UserGate integration

This integration is an example and may require additional configuration depending on the versions used and the specifics of the infrastructure.
The terms and conditions of premium technical support do not apply to this integration; support requests are processed without a guaranteed response time.

UserGate is a network infrastructure security solution that protects personal information from the risks of external intrusions, unauthorized access, viruses, and malware.

Integration with UserGate allows automatically blocking threats by IP address, URL, or domain name whenever KUMA response rules are triggered.

Configuring the integration involves the following steps:

1. Configuring integration in UserGate
2. Preparing a script for the response rule
3. Configuring the KUMA response rule

Configuring integration in UserGate

To configure integration in UserGate:

1. Connect to the UserGate web interface under an administrator account.
2. Go to UserGate → Administrators → Administrator profiles, and click Add.
3. In the Profile settings window, specify the profile name, for example, API.
4. On the API Permissions tab, add read and write permissions for the following objects:
   • content
   • core
   • firewall
   • nlists
5. Click Save.
6. In the UserGate → Administrators section, click Add → Add local administrator.
7. In the Administrator properties window, specify the login and password of the administrator.

   In the Administrator profile field, select the profile created at step 3.

8. Click Save.
9. In the address bar of your browser, after the address and port of UserGate, add ?features=zone-xml-rpc and press ENTER.
10. Go to the Network → Zones section and for the zone of the interface that you want to use for API interaction, go to the Access Control tab and select the check box next to the XML-RPC for management service.

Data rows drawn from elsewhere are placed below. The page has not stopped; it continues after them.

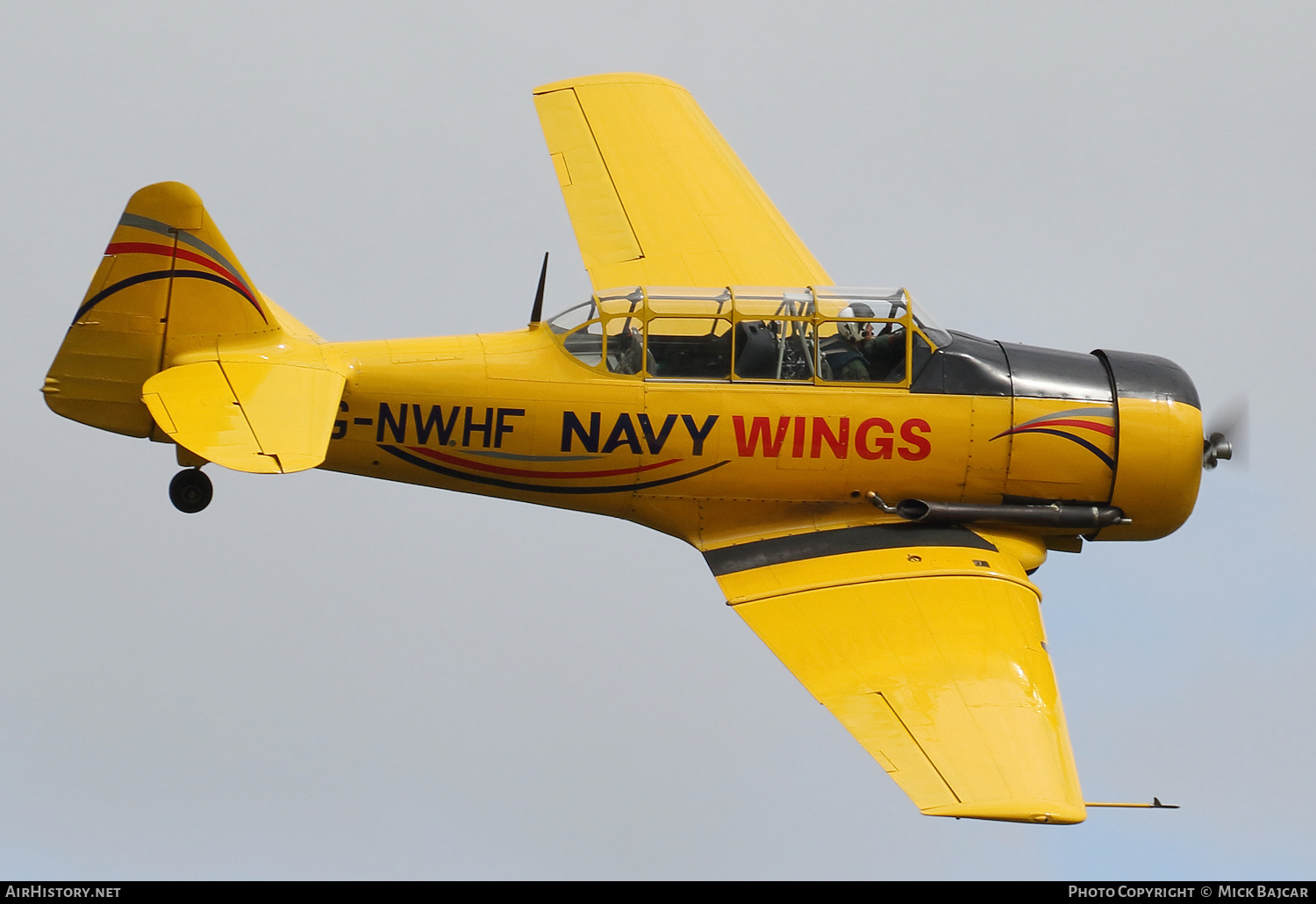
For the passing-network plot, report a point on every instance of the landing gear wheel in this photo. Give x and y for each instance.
(190, 491)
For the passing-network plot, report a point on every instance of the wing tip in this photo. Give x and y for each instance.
(607, 78)
(1041, 812)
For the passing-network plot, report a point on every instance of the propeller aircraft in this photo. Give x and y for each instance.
(871, 491)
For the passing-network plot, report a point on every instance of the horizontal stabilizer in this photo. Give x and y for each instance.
(247, 416)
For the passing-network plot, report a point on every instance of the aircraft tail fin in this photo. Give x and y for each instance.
(174, 341)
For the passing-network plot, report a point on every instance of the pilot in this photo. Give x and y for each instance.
(853, 352)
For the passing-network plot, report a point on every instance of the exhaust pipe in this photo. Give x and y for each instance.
(1055, 514)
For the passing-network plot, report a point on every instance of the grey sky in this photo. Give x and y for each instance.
(326, 677)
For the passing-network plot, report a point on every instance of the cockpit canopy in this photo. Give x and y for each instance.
(752, 334)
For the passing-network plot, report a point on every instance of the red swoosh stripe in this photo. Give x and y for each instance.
(166, 252)
(523, 472)
(1090, 426)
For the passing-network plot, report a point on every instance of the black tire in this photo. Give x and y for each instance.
(190, 491)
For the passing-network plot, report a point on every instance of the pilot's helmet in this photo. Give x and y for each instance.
(853, 331)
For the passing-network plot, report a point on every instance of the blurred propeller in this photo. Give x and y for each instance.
(1227, 434)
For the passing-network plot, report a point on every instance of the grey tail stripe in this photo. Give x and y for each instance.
(165, 229)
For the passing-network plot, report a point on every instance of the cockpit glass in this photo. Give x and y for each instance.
(574, 316)
(752, 334)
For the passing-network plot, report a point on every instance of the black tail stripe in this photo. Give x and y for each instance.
(160, 274)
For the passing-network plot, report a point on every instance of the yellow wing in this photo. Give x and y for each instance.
(926, 643)
(657, 197)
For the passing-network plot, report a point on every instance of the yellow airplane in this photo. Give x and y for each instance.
(870, 491)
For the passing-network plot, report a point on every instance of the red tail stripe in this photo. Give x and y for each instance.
(182, 253)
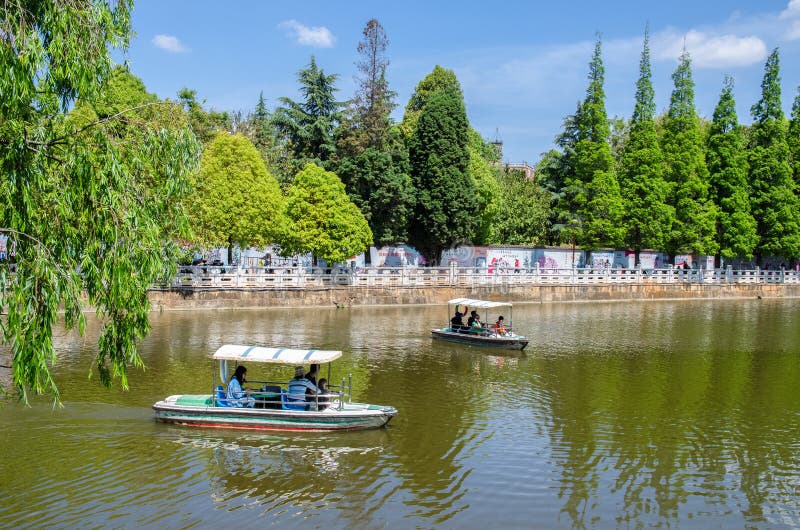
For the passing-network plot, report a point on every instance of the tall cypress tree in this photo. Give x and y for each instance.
(775, 205)
(446, 205)
(598, 202)
(309, 125)
(794, 138)
(647, 218)
(694, 229)
(727, 165)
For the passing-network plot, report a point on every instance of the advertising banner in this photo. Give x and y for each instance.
(509, 259)
(465, 256)
(601, 259)
(399, 256)
(559, 258)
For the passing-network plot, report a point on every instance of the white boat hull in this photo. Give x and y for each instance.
(198, 411)
(507, 342)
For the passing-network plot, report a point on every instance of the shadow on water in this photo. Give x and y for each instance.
(641, 414)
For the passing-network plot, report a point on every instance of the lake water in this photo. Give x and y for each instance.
(657, 414)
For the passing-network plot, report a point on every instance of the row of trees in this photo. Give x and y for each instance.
(677, 183)
(430, 180)
(102, 182)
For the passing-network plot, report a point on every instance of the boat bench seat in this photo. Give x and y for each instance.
(219, 394)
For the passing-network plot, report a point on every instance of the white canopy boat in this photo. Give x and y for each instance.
(486, 335)
(272, 408)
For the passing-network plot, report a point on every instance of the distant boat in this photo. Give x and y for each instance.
(273, 408)
(486, 335)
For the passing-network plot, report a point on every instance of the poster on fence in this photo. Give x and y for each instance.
(399, 256)
(465, 256)
(601, 259)
(683, 261)
(509, 260)
(559, 258)
(650, 259)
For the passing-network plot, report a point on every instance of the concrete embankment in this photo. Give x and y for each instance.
(341, 296)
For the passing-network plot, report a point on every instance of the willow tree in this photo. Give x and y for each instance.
(727, 164)
(647, 218)
(694, 229)
(321, 219)
(775, 203)
(87, 210)
(236, 201)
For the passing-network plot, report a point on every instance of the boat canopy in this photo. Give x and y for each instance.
(478, 303)
(259, 354)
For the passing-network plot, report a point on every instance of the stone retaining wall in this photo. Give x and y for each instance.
(343, 296)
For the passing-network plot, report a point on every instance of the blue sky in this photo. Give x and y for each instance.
(522, 65)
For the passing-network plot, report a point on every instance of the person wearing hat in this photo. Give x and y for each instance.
(499, 326)
(312, 374)
(300, 388)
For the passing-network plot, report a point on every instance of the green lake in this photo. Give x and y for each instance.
(618, 415)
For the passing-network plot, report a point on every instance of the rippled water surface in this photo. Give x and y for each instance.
(667, 414)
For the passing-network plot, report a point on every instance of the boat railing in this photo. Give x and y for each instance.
(272, 394)
(203, 276)
(489, 331)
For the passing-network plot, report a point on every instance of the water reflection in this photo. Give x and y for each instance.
(645, 414)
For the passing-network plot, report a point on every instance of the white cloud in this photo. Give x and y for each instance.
(792, 14)
(320, 37)
(709, 50)
(792, 10)
(793, 33)
(169, 43)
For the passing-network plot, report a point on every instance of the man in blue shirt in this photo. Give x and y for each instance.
(237, 397)
(300, 388)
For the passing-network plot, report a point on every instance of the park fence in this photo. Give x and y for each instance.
(454, 276)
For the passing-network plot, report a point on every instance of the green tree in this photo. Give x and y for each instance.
(87, 209)
(439, 79)
(205, 124)
(309, 125)
(446, 205)
(379, 183)
(793, 138)
(236, 201)
(727, 164)
(596, 198)
(322, 220)
(524, 213)
(484, 175)
(555, 173)
(694, 229)
(774, 201)
(647, 218)
(374, 101)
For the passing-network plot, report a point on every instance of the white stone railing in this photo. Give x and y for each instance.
(300, 277)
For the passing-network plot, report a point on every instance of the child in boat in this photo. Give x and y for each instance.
(499, 327)
(323, 389)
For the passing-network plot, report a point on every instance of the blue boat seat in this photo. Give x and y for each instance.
(291, 405)
(219, 393)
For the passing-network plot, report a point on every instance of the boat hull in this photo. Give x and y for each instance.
(198, 411)
(510, 342)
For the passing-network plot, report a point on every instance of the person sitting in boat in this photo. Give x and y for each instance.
(499, 327)
(312, 374)
(301, 390)
(474, 323)
(237, 397)
(322, 400)
(457, 322)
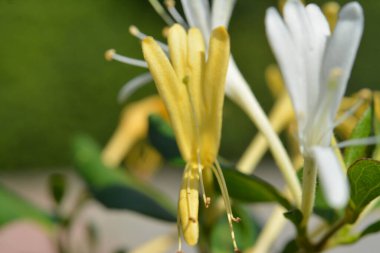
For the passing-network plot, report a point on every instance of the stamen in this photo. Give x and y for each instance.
(348, 113)
(170, 5)
(223, 187)
(179, 234)
(206, 200)
(132, 85)
(161, 11)
(133, 30)
(112, 55)
(360, 142)
(333, 78)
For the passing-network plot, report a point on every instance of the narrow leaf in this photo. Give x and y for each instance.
(252, 189)
(364, 177)
(116, 189)
(362, 129)
(246, 232)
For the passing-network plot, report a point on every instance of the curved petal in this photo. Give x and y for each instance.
(284, 49)
(213, 92)
(198, 15)
(174, 94)
(308, 53)
(132, 85)
(221, 12)
(340, 54)
(333, 181)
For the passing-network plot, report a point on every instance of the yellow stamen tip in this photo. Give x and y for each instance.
(134, 30)
(220, 33)
(165, 31)
(108, 55)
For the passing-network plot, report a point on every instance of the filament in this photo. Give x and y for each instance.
(206, 200)
(161, 11)
(348, 113)
(223, 187)
(360, 142)
(140, 35)
(170, 5)
(112, 55)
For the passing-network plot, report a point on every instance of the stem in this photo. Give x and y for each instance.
(279, 117)
(270, 232)
(241, 94)
(335, 228)
(308, 189)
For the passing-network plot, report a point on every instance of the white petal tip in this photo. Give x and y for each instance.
(352, 11)
(333, 181)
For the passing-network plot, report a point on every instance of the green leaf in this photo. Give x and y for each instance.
(322, 209)
(352, 239)
(246, 232)
(116, 189)
(252, 189)
(161, 136)
(364, 177)
(362, 129)
(14, 207)
(291, 247)
(295, 216)
(371, 229)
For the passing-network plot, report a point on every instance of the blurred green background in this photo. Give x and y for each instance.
(54, 81)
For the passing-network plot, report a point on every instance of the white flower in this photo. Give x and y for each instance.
(199, 14)
(316, 66)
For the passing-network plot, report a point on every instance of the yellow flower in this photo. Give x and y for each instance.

    If necessary, you can add the IP address of the KUMA correlator whose correlation rules must trigger blocking in UserGate, to the list of allowed addresses.

11. Click Save.

Preparing a script for integration with UserGate

To prepare a script for use:

1. Copy the ID of the correlator whose correlation rules you want to trigger blocking of URL, IP address, or domain name in UserGate:
   1. In the KUMA Console, go to the Resources → Active services.
   2. Select the check box next to the correlator whose ID you want to obtain, and click Copy ID.

      The correlator ID is copied to the clipboard.

2. Download the script:

   https://box.kaspersky.com/d/2dfd1d677c7547a7ac1e/

3. Open the script file and in the Enter UserGate Parameters section, in the login and password parameters, specify the credentials of the UserGate administrator account that was created at step 7 of configuring the integration in UserGate.
4. Place the downloaded script on the KUMA correlator server at the following path: /opt/kaspersky/kuma/correlator/<correlator ID from step 1>/scripts/.
5. Connect to the correlator server via SSH and go to the path from step 4:

   cd /opt/kaspersky/kuma/correlator/<correlator ID from step 1>/scripts/

6. Run the following command:

   chmod +x ug.py && chown kuma:kuma ug.py

The script is ready to use.

Configuring a response rule for integration with UserGate

To configure a response rule:

1. Create a response rule:
   1. In the KUMA Console, select the Resources → Response rules section and click Add response rule.
   2. This opens the Create response rule window; in that window, in the Name field, enter the name of the rule.
   3. In the Tenant drop-down list, select the tenant that owns the resource.
   4. In the Type drop-down list, select Run script.
   5. In the Script name field, enter the name of the script. ug.py.
   6. In the Script arguments field, specify:
      • one of the operations depending on the type of the object being blocked:
        • blockurl to block access by URL
        • blockip to block access by IP address
        • blockdomain to block access by domain name
      • -i {{<KUMA field from which the value of the blocked object must be taken, depending on the operation>}}

        Example: blockurl -i {{.RequetstUrl}}

   7. In the Conditions section, add conditions corresponding to correlation rules that require blocking in UserGate when triggered.
   8. Click Save.
2. Add the response rule to the correlator:
   1. In the Resources → Correlators section, select the correlator that must respond and in whose directory you placed the script.
   2. In the steps tree, select Response rules.
   3. Click Add.
   4. In the Response rule drop-down list, select the rule added at step 1 of these instructions.
   5. In the steps tree, select Setup validation.
   6. Click Save and reload services.
   7. Click the Save button.

The response rule is linked to the correlator and ready to use.